La situation démographique est étroitement liée à la structure socioéconomique et aux intérêts du peuple. L'égalisation de l'éducation obligatoire, des soins médicaux de base, des logements sociaux, de l'assurance sociale, ou la construction des infrastructures publiques, l'ajustement de la répartition des revenus, ou encore l'amélioration de l'administration sociale, etc… Toutes ces politiques sont appliquées en fonction des statistiques issues du recensement national.

« Le recensement national concerne l'avenir de tous les citoyens, car le gouvernement va élaborer le programme de développement de la population et des politiques sociales pour la prochaine décennie en tenant compte des statistiques du recensement », a expliqué Cui Weiwei. « Malgré une large communication avant le début de cette campagne, un grand nombre de citoyens, par crainte de violation de leur vie privée, ne coopère pas avec les agents », a-t-il déploré.

Au fur et à mesure que la société se développe, les Chinois accordent une importance croissante à la protection de la vie privée. Des personnes en infraction évitent le recensement car elles ont peur de sanctions. Par exemple, les ouvriers migrants venus des campagnes n'ont pas le droit de résider en ville ; les couples qui ont caché aux autorités l'existence d'un second ou même d'un troisième enfant. Les personnes qui sont dans ces situations préfèrent le cacher aux autorités.

« Nous devons expliquer à ces populations que les données sont enregistrées sous forme de code informatique. Le formulaire original ne sera utilisé que pour les statistiques du recensement », a expliqué Cui.
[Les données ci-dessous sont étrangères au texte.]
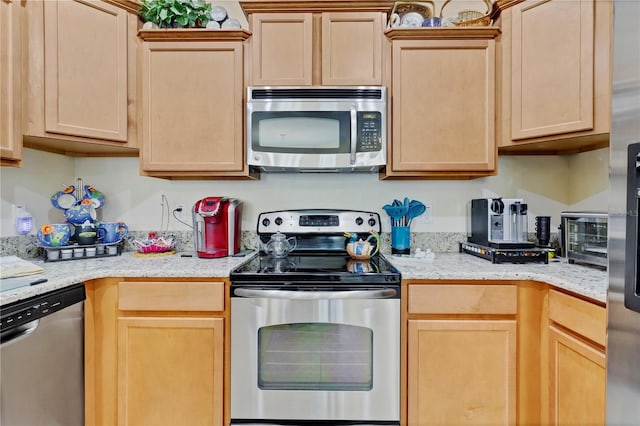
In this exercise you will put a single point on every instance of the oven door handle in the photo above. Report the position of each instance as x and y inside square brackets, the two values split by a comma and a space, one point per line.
[383, 293]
En matière du recensement, les réponses aux questions sensibles comme les revenus, l'état matrimonial, ou l'éventuelle adoption d'enfants ne sont pas toujours crédibles.

« Lors du recensement, le plus important c'est la protection des renseignements privés », a dit Cui. Selon le Règlement du recensement national, les données sont utilisées uniquement pour l'élaboration des politiques, et ne peuvent pas servir de base à des sanctions administratives.

« Dans chaque pays, le recensement joue un rôle crucial, car l'élaboration des politiques est basée sur les données concernées. Je suis Allemand d'origine, mais je réside en Chine. Aussi, j'attends avec impatience les résultats du sixième recensement », a déclaré Schaub.